Sebagai pengingat, insiden pembunuhan 4 orang anggota keluarga di Sigi tersebut berujung pada diskursus mengenai urgensi Peraturan Presiden (Perpres) terkait pelibatan TNI dalam penanggulangan terorisme.

Eksistensi Perpres tersebut merupakan amanat dari Pasal 43I ayat (3) UU No 5 tahun 2018. Meskipun, peran TNI dalam hal ini juga sudah lebih dulu diatur dalam Pasal 6 dan 7 UU 34/2004.

Menurut Khairul, persoalaan Sigi dan Tinombala bukan lagi mengenai regulasi, urgensi Perpres bukan lagi perdebatan karena memang merupakam amanat UU yang ada. Tapi, teknis pelaksanaan kewenangan tersebut yang perlu diatur, seperti menetapkan skala ancaman, sehingga jelas pada saat mana TNI berperan.

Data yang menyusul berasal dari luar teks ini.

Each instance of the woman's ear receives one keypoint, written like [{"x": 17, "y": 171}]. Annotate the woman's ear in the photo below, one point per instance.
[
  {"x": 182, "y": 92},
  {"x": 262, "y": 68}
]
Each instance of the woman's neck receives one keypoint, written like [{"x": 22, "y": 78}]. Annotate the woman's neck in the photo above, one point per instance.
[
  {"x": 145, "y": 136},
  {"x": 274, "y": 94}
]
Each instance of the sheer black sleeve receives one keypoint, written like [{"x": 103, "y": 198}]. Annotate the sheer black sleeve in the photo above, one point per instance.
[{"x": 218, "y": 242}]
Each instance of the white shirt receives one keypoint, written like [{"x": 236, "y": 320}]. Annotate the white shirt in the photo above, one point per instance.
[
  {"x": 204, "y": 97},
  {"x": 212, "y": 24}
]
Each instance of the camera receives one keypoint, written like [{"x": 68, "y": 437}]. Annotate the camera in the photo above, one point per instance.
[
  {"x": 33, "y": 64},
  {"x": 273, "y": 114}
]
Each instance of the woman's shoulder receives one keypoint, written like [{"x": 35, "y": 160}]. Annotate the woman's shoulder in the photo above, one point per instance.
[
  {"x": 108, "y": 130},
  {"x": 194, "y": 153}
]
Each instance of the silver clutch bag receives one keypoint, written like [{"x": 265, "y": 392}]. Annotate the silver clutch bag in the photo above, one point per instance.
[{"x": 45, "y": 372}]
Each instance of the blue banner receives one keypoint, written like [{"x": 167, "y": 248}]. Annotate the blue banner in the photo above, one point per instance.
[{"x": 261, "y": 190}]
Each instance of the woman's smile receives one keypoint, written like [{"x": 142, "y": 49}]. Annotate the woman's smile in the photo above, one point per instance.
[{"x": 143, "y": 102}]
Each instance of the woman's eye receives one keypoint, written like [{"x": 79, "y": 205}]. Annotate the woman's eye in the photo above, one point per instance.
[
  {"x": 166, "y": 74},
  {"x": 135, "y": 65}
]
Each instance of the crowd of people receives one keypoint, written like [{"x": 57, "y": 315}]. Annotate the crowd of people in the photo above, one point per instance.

Hampir senada dengan Khairul, anggota Komisi I DPR RI, Effendi Simbolon berpandangan, yang terpenting dalam hal penanggulangan terorisme bukan soal regulasi pelibatan TNI, melainkan political will dari pemerintah. Toh TNI memang punya kewenangan itu berdasarkan UU. Untuk Perpres, menurut Effendi, bahkan Presiden seharusnya tak perlu berkonsultasi dengan DPR.

Jika pun dibutuhkan regulasi pendudukung, menurut Effendi, adalah kehadiran UU Keamanan Nasional, sebagai UU induk.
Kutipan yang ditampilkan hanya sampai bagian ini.